The Bitcoin backdrop: testing the “max pain” range

Today’s MSTR story can’t be separated from what’s happening in Bitcoin itself.

  • Bitcoin is trading near $86,700, down sharply from this year’s highs and roughly 30% off its recent peak.
  • AInvest calls the current $73,000–$84,000 zone a “max pain” range for institutions, noting that BlackRock’s IBIT ETF has a cost basis near $84,000 and MicroStrategy’s treasury cost basis is estimated around the low‑$70,000s. AInvest+1

In this scenario, MSTR behaves like leveraged equity on a highly volatile underlying asset:

  • When Bitcoin falls, Strategy’s huge BTC stack and its debt‑funded purchases magnify losses.
  • When Bitcoin rebounds, the same leverage can work in the opposite direction – something MSTR shareholders have enjoyed in previous bull cycles.

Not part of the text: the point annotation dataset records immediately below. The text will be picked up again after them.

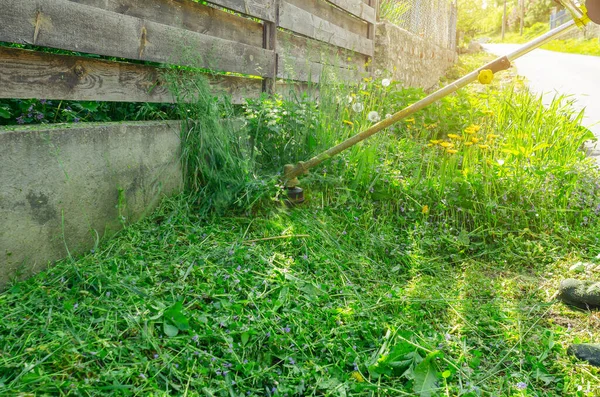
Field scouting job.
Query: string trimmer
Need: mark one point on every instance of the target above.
(484, 75)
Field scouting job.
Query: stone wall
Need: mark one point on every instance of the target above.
(63, 188)
(408, 58)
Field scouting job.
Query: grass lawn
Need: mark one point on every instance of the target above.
(426, 263)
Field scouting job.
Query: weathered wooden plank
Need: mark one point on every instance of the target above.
(330, 13)
(357, 8)
(30, 74)
(303, 70)
(303, 22)
(292, 45)
(293, 90)
(187, 15)
(77, 27)
(262, 9)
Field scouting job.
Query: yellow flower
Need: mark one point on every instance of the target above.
(485, 76)
(473, 128)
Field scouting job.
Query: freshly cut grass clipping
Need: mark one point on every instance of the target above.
(216, 156)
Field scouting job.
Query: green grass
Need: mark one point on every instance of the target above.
(412, 270)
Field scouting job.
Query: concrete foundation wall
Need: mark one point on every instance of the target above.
(66, 187)
(408, 58)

Analysts at AInvest and Investing.com argue that recent volatility has exposed the limits of passive Bitcoin hoarding as a corporate strategy, but they also note that Bitcoin’s technicals now look oversold, leaving room for a sharp relief rally.


Key catalysts to watch for MSTR

Looking beyond today’s tape, several catalysts are likely to drive MSTR over the coming weeks and months:

  1. MSCI’s digital‑asset consultation (near‑term)
    • Public feedback period is under way now.
    • A decision is expected by January 15, 2026; if MSCI confirms the exclusion, passive outflows could be measured in billions of dollars.
  2. MSCI’s November index implementation (Nov. 24, 2025)
    • Broader index changes go live at the close on Nov. 24, which could further impact flows into and out of crypto‑linked equities.
  3. Bitcoin’s path into year‑end
    • Whether Bitcoin holds above the $73k–84k institutional “max pain” band or breaks lower is likely to remain the single biggest driver of MSTR. AInvest
  4. Convertible bond and preferred‑shares market
    • With some of Strategy’s convertibles yielding close to 8%, any further widening in credit spreads could pressure equity investors and constrain future balance‑sheet maneuvers.
  5. Next earnings report (early February 2026)
    • Several calendars list Strategy’s next earnings date around Feb. 3–4, 2026, which will give investors fresh data on revenue from its analytics software business and any realized gains or losses on its Bitcoin trades.

Bottom line: a high‑beta bet on Bitcoin and index politics

For November 20, 2025, the story around MSTR is clear but complicated:

  • The stock is near fresh 52‑week lows, and for the first time in this cycle appears to be trading at or below the market value of its enormous Bitcoin treasury.
  • MSCI’s proposed index changes and JPMorgan’s warning of multi‑billion‑dollar passive outflows have added a powerful structural overhang to an already volatile name.
  • At the same time, state pension funds and some top Wall Street analysts are leaning in, seeing MSTR as either a strategic Bitcoin proxy or a high‑conviction deep‑value play with triple‑digit upside potential.

For traders and investors, MSTR today is not a simple “tech stock”. It’s a leveraged, index‑entangled macro bet on:

  1. The future path of Bitcoin, and
  2. How index providers and regulators choose to treat corporate Bitcoin treasuries.

That combination can be enormously rewarding in bull markets and brutally painful in drawdowns, as the last few months have shown.

Disclaimer: This article is for informational and news purposes only and is not investment, tax, or legal advice. Always do your own research or consult a licensed professional before making investment decisions.